Village in Shropshire, England

Aqueduct is a village and suburban area of Telford in the Telford and Wrekin borough in Shropshire, England. It forms part of Dawley Hamlets civil parish and is the name of a parish electoral ward.

== History ==
Aqueduct village was built around the 1790s following the opening of the Shropshire Canal to connect to the mines and foundries around the nearby town of Oakengates. Its name is taken from the sandstone aqueduct that crosses the turnpike road in the village. Following the development of the village, the nearby Wellington to Craven Arms Railway passed to the west of the village with stations at both Doseley and Lightmoor Platform. Additionally, the former Coalport branch line ran to the east of the village. The nearest station on that line was Dawley and Stirchley. It became part of the Telford and Wrekin borough in the 1960s and 1970s following construction of the nearby town of Telford.

== Amenities ==
Aqueduct is primarily a mix of residential, industrial and commercial with its main centre on Majestic Way.

== St Paul's Church ==
A mission church on Aqueduct Road, dedicated to Paul the Apostle, was opened in 1851 for James Foster of Madeley Court.
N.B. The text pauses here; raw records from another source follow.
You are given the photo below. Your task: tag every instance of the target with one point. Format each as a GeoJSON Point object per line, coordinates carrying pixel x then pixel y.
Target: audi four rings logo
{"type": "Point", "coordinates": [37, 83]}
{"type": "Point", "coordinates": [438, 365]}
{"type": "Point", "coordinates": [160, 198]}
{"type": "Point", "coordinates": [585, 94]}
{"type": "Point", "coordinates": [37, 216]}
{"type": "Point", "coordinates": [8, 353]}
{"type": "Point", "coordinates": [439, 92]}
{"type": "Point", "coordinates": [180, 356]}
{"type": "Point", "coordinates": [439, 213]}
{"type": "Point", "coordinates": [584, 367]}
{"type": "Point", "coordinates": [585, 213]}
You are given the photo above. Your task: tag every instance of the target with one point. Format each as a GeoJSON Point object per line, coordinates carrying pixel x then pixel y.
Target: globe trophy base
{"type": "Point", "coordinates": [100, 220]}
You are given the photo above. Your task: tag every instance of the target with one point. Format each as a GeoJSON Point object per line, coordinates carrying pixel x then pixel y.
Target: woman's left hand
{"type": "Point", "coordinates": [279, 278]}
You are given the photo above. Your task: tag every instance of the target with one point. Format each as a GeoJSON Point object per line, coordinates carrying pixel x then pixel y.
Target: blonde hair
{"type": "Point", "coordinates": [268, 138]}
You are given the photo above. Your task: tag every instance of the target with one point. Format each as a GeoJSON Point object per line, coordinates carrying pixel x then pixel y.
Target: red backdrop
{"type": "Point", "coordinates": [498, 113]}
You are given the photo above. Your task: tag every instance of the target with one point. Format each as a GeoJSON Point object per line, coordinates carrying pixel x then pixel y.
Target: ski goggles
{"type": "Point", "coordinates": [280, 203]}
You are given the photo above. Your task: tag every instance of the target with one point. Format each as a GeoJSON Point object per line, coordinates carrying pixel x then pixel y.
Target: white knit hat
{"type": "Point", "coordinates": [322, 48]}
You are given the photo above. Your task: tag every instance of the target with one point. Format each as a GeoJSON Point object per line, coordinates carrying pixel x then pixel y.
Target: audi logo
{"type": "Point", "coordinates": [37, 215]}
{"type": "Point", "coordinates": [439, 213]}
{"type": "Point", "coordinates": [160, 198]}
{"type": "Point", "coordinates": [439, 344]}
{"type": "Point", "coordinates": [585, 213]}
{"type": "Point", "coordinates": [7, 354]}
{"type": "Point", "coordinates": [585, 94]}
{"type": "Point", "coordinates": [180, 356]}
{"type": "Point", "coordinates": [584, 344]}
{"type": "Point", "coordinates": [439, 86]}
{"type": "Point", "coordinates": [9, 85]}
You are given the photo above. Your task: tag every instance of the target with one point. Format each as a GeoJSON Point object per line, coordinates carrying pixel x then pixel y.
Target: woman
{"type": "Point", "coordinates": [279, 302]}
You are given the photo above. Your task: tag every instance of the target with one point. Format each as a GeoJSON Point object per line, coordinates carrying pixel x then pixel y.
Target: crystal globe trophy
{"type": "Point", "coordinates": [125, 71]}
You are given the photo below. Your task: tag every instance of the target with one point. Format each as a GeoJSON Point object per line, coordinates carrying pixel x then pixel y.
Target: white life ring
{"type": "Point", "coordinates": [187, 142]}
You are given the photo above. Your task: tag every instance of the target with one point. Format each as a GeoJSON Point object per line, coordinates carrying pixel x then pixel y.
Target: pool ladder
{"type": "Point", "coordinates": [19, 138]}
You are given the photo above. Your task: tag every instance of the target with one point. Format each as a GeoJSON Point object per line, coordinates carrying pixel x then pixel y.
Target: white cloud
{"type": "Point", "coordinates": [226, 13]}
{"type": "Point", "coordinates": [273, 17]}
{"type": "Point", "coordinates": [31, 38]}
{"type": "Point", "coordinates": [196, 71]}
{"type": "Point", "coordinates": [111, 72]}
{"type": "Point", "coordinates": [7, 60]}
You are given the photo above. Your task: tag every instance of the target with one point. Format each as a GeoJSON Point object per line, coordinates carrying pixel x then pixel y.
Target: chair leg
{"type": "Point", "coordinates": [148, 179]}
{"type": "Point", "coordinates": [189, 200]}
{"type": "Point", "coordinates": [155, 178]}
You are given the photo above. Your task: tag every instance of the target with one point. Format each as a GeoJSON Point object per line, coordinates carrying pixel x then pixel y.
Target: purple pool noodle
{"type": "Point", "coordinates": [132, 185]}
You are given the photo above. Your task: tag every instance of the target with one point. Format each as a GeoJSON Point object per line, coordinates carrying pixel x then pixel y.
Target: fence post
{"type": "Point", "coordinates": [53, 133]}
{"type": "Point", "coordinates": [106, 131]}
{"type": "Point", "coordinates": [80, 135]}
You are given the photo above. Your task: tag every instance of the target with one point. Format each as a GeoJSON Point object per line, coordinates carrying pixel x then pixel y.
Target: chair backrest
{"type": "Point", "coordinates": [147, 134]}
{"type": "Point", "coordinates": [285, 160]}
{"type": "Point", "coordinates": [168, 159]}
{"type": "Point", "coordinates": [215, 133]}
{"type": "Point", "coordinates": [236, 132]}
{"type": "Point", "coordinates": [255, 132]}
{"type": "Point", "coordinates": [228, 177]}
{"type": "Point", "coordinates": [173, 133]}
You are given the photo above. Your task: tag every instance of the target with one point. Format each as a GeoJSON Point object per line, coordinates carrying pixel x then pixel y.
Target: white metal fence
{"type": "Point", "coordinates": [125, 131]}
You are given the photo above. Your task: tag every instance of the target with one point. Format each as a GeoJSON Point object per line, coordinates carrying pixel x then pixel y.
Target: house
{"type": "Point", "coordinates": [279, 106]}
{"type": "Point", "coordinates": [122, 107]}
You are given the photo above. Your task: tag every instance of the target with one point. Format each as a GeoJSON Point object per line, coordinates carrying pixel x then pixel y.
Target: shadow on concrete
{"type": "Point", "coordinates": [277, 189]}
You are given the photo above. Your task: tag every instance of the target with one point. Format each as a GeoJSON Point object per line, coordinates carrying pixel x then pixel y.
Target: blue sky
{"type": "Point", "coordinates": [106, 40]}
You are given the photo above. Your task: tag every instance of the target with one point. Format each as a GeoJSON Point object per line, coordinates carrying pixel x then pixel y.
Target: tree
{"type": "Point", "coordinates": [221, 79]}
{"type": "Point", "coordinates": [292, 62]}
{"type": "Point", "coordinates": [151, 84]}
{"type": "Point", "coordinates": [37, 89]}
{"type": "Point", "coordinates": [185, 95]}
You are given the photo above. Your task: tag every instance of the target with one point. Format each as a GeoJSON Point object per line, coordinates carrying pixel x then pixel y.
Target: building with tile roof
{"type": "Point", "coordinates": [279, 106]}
It was closed in 1951 after being handed to the then vicar of Madeley and closed as a church not long after. It became a scout hut before becoming a private residence.

== Transport ==
The village has bus services connecting it to Telford, Wellington, Madeley, Dawley and Sutton Hill. The nearest railway stations are both Telford Central and Shifnal. The Telford Steam Railway also operate nearby at Horsehay and Dawley, Spring Village and Lawley Village.